Sony’s new streaming video service, due to launch in the U.S. later this year, isn’t intended as a direct competitor to cable television, CEO Kaz Hirai said Tuesday.
The service, which was unveiled earlier in the day during a keynote speech at the International CES expo, will combine live television with a large library of on-demand content and will initially be delivered through Sony networked devices such as PlayStation consoles.

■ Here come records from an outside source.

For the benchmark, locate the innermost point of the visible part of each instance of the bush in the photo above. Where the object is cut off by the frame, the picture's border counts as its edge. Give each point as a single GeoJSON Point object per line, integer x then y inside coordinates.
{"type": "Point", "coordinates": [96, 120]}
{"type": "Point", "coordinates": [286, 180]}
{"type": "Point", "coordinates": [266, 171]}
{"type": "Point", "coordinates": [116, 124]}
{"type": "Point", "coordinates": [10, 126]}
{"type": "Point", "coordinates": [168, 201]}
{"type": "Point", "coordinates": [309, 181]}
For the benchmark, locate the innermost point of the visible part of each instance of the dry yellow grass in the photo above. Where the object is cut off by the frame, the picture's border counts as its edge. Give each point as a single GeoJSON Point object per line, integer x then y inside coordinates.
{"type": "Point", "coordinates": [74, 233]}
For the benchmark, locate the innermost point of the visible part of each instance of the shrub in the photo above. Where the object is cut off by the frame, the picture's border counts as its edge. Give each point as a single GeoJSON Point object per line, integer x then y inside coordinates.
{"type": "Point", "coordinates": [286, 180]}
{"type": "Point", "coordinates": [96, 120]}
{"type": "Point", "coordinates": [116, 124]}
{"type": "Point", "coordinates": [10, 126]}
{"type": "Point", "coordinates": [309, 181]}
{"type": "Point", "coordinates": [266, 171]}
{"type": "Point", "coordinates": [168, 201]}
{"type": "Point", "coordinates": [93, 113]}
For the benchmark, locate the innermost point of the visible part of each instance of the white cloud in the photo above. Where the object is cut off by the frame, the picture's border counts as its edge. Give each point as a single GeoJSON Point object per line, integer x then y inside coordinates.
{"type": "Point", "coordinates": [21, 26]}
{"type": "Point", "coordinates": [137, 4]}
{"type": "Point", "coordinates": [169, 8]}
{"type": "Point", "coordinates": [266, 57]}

”It’s trying to bring a new experience of TV viewing that combines live television but makes it seamless so you’re also accessing other streamed content as well,” Hirai said during a briefing with reporters. “We always talk about it as an industry, but we’ve never brought it all together, and I think we have the opportunity to do something very unique.”

Sony didn’t divulge many details of the planned service.
The installed base of Internet-enabled Sony devices in the U.S. is around 70 million devices, the company said. That includes 25 million PlayStation 3 systems.
”Based on the number of users streaming videos on any given day, our network would rank among the top five cable and satellite providers in the U.S., and PlayStation 3 is the number-one device in the world for watching Netflix in the living room,” said Andrew House, president and group CEO of Sony Computer Entertainment, during the speech where he introduced the service.
Despite that large potential audience, the new service isn’t intended to battle against cable TV companies, said Hirai.
”We’re offering live TV and combining it with other video services,” he said. “That’s what we want to offer our customers. We don’t set out to compete with cable companies.”
”We want to offer a convenience. Everyone has been talking about it and no one has been able to do it,” said Hirai.
Sony already offers some recorded content, consisting mainly of movies, to PlayStation owners through its PlayStation Network service. Last year it launched a video delivery service for 4K content that pushes video files to an in-home server.